The Atlantic Magazine, May 2006
Will this year’s midterm elections feature a new raft of state ballot initiatives to ban same-sex marriage?
Definitely. Voters in eighteen states have already passed such bans, and the ballot initiatives have proven to be a major base-mobilizer for conservatives—so this year, there will be more. At least six states—Alabama, South Carolina, South Dakota, Tennessee, Virginia, and Wisconsin—will certainly hold referenda, and Arizona and Colorado are likely to do so as well. And given the success such measures have enjoyed at the ballot box, they will probably pass with strong majorities.
Yet these referenda—and the ongoing backlash they represent against the 2003 decision by the Massachusetts Supreme Judicial Court to legalize same-sex marriage—do not constitute the most interesting development in the emerging politics of gay marriage.
What development would that be?
A quiet countercurrent, driven by popular opinion, that’s making progress in several states, even in the face of the post-Massachusetts backlash.
Popular opinion? Isn’t gay marriage just the handiwork of “activist judges”?

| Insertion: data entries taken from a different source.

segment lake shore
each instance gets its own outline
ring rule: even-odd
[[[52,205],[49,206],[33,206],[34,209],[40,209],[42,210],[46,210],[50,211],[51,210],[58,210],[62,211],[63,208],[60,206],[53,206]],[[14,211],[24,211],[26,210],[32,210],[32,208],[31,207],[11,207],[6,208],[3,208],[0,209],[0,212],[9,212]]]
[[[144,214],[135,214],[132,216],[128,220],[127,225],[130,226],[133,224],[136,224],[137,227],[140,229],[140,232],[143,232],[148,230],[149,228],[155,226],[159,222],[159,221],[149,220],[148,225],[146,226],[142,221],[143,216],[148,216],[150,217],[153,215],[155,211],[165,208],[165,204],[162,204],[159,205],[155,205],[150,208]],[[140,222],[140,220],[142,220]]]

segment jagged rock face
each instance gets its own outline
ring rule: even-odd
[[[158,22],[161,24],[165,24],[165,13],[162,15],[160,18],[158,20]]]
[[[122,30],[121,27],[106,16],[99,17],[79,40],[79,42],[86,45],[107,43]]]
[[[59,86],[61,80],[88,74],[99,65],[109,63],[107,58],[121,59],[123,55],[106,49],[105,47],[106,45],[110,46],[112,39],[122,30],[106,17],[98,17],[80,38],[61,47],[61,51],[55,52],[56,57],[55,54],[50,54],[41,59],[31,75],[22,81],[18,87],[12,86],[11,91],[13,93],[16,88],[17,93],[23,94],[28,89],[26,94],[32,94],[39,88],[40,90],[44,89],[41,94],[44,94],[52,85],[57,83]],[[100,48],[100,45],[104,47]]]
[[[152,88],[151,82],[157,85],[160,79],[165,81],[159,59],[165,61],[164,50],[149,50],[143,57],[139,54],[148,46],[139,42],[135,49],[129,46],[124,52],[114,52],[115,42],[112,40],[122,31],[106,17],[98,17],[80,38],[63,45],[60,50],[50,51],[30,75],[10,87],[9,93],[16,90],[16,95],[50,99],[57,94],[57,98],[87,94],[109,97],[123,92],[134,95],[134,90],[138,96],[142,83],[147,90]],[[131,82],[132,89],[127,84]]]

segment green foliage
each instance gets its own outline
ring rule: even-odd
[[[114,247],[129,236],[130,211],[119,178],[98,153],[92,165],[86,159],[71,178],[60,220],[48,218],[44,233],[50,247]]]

Conservatives, including President Bush, often deride it as such. But the last few years have seen significant movement toward state recognition of same-sex relationships through normal democratic processes. In 2004, legislators in New Jersey and Maine passed domestic-partnership laws, joining Hawaii in formally recognizing same-sex partnerships and granting them certain rights associated with marriage. Last year, Connecticut’s legislature instituted civil unions (the bill was signed into law by a Republican governor); with Vermont, it’s one of only two states to have established this legal alter ego for heterosexual marriage. Even before the Massachusetts court ruled, California lawmakers had moved to beef up their own domestic-partnership law to grant nearly all the entitlements of a marriage license; then, last September, they passed a bill creating actual gay marriage—which Governor Arnold Schwarzenegger vetoed. Also last year, Maryland lawmakers passed a bill creating a formal statewide registry of “life partners” to facilitate medical decision-making. Republican Governor Robert Ehrlich vetoed it but took enough political heat for doing so that he came back in the following legislative session with a watered-down proposal of his own.